Атмосфера переходности, включающая в себя гамму противоположных чувств, настроений, ощущений создается также странным для традиционно военной пьесы смещением ролей. Климчицкий показан не только генералом, но и нежно любящим мужем, тяжело раненным не столько снарядом, сколько гибелью жены. Молоденькие девушки Варвара, Наташа, Анюта не только настоящие солдаты (одна прошла Сталинград, две другие — немецкий плен), но и невесты, которым, как говорит один из героев, «рожать пора». Редукция социально значимой роли оборачивается восполнением онтологической.

Нарочитая подробность в изображении временной рубежности — обширные ремарки в этой пьесе — порой вступает в противоборство с собственно драматическим началом, которое открывает для художника возможность детально вглядеться в человеческие души, прошедшие испытание войной.

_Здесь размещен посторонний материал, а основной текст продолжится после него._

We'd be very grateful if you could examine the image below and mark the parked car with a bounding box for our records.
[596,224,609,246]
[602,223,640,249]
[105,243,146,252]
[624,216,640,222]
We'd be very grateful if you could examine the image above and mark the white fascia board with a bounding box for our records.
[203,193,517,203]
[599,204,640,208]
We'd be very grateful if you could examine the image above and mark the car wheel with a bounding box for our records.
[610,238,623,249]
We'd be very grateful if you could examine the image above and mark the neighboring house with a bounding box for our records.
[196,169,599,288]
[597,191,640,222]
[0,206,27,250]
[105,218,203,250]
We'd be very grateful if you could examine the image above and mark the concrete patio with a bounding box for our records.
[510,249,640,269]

Это вглядывание реализует себя в нескольких взаимосвязанных контекстах: элегическом, сказочно-мифологическом, христианском, пушкинском. На некоторые из них мы лишь укажем, подробно же остановимся на

христианском контексте, думается, доминантном.

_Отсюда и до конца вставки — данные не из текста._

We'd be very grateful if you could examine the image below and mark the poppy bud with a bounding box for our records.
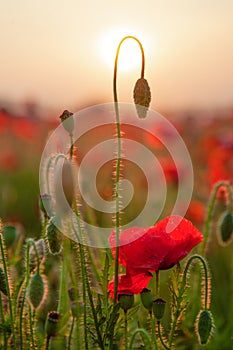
[29,239,45,272]
[0,267,7,295]
[39,194,52,218]
[45,311,60,337]
[218,211,233,245]
[140,288,153,312]
[118,293,134,313]
[2,225,17,248]
[46,217,63,255]
[133,78,151,119]
[152,298,166,321]
[196,309,214,345]
[28,273,44,309]
[59,110,74,135]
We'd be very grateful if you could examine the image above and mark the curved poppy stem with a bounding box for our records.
[201,180,233,255]
[129,328,152,349]
[113,36,146,304]
[182,254,209,310]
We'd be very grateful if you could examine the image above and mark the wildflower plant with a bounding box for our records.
[0,36,232,350]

Коллизийную основу пьесы составляют перипетии преображения Умирающего сердца, находящего утешение в исцеляющей силе любви и самопожертвования. Лирический мотив тоскующего сердца постоянно сопутствует в пьесе драматическому действию. Элегическая тональность задается диалогом-размышлением Климчицкого с умершей женой: Не устранить ли это все, взять трость в руку и уйти одному в ночное мирное поле?.. Как ты думаешь, Мария Петровна? Ты молчишь, ты всегда теперь молчишь. Ты бы позвонила или постучала в дверь и вошла сюда. Я бы многое тебе мог теперь рассказать, самое главное, что не успел сказать и все откладывал, думал успею, позже скажу... [Платонов 2006: 252]. Мотив ухода в иное жизненное пространство, один из самых частотных в творчестве Платонова, сигнализирует об обнаружении героем глубокой дисгармоничности, присущей самому бытию. Ее преодоление совершается благодаря памятливому сердцу героя, оно превращает умершую жену в «молчаливую» и наполняет ее незримым присутствием окружающий Климчицкого мир.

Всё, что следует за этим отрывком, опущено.